Otro cambio de trascendencia en el artículo 3º es el carácter obligatorio de la educación secundaria, tres años adicionales al sexto de primaria, que amplía la educación básica gratuita. Esto contrasta con lo expuesto en el programa de gobierno para la educación, en el que se planteaba el objetivo de que los egresados de sexto año de primaria se incorporaran a la producción.

Las tendencias internacionales de ampliación de la educación básica a nueve o diez grados y las necesidades objetivas de contar con una fuerza de trabajo más calificada frente al desarrollo de los medios de producción, obligaron a esta medida, cuya realización dista todavía de ser aplicada cabalmente al inicio del siglo XXI.

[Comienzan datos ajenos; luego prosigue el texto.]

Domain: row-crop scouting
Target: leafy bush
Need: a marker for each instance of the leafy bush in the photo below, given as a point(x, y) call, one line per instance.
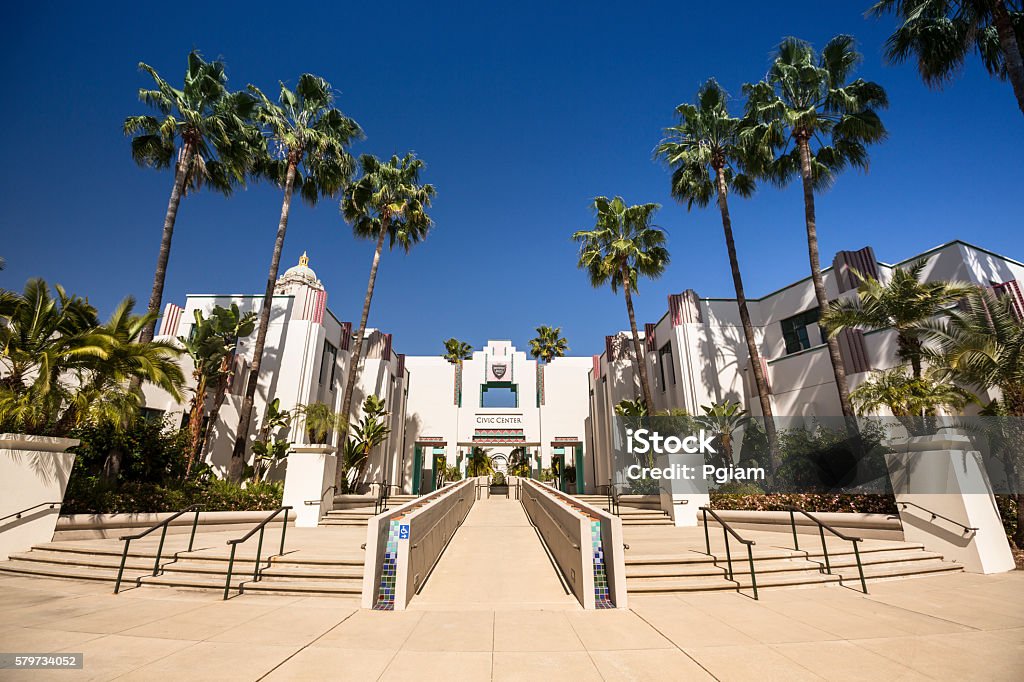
point(748, 497)
point(88, 495)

El cambio a la Constitución se impulsa por un presidente cuya elección fue duramente cuestionada por una oposición creciente a un sistema político que daba grandes poderes al Ejecutivo y funcionaba con un Legislativo sumiso y mayoritario que imponía las reformas sin gran discusión.

Paralelamente a este proceso, el Senado estadounidense aprobó en 1991 el fast track al Tratado de Libre Comercio con México y Canadá, y el poder financiero internacional avanzaba ideológicamente en la concepción de que los estados nacionales perdían su razón de ser y la soberanía entraba en desuso.

Las esperanzas de muchos ciudadanos en México se centraban en que los cambios económicos y políticos darían la entrada rápida al primer mundo y pronto compartiríamos la riqueza de las naciones poderosas.

En 1994, cuando se esperaba ese gran suceso, se hizo evidente --con el levantamiento indígena en el estado de Chiapas-la vanidad de esas ilusiones y la realidad de un país en que se había acrecentado la pobreza de grandes sectores de la población y se polarizaban las diferencias entre ricos y pobres a pasos agigantados.

En el año 2000 se da un cambio histórico en México: el partido que había estado por más de setenta años en el poder es relevado por un partido de oposición, del que se espera, a pesar de su orientación conservadora, que cambie la orientación económica de un proyecto con el que siempre estuvo de acuerdo.

El poder real de la Iglesia católica y las diversas fuerzas conservadoras del país se ha manifestado abiertamente en este periodo.

La evidencia del fracaso de la política neoliberal impuesta en el orbe se hace patente cada día con mayor claridad. Abundan ya los estudios teóricos y empíricos sobre la importancia que han tenido los estados nacionales en construir el poder que hoy detentan los principales bloques económicos de Europa, Asia y Estados Unidos de Norteamérica.

No es posible hablar de un proyecto educativo que desdeñe un proyecto nacional, que debe a su vez ser asumido por un Estado que represente los intereses del conjunto de la población.

Al iniciar el siglo XXI, nos encontramos en una etapa difícil, en la que se ha puesto nuevamente en cuestión la posibilidad y legitimidad de los estados nacionales, frente a una nueva forma de globalización que privilegia el poder del capital financiero internacional.

La consolidación del Estado nacional mexicano en las dos últimas décadas se ha enfrentado a los embates de concepciones dominantes que suponen necesaria la desaparición de algunos estados nacionales (Saxe Fernández, 1999 )

El Estado nacional y la educación en México se vuelven a debatir en el marco de la correlación entre las fuerzas que representan:

a) las demandas de una población que sigue valorando la importancia de la educación,

b) el poder supranacional que estimula, sin proponérselo, la unión de cada vez más sectores de la población mundial que se ven excluidos del desarrollo y el beneficio social,

c) la influencia de una Iglesia católica que se ve confrontada con otras iglesias y que se hace partícipe cada vez con más decisión de las demandas de una población mayoritariamente pobre a nivel mundial.

Los problemas nacionales se vuelven cada vez más comunes a los de otros pueblos. Está por definirse en el devenir social el papel que aún le toca jugar a los estados nacionales que orientan hasta ahora su fuerza con el fin aparente de su auto extinción.

El reto de construir en este contexto un mejor país, un mejor planeta y una mejor humanidad está frente a todos. La educación será sin duda parte de un proyecto por una vida mejor.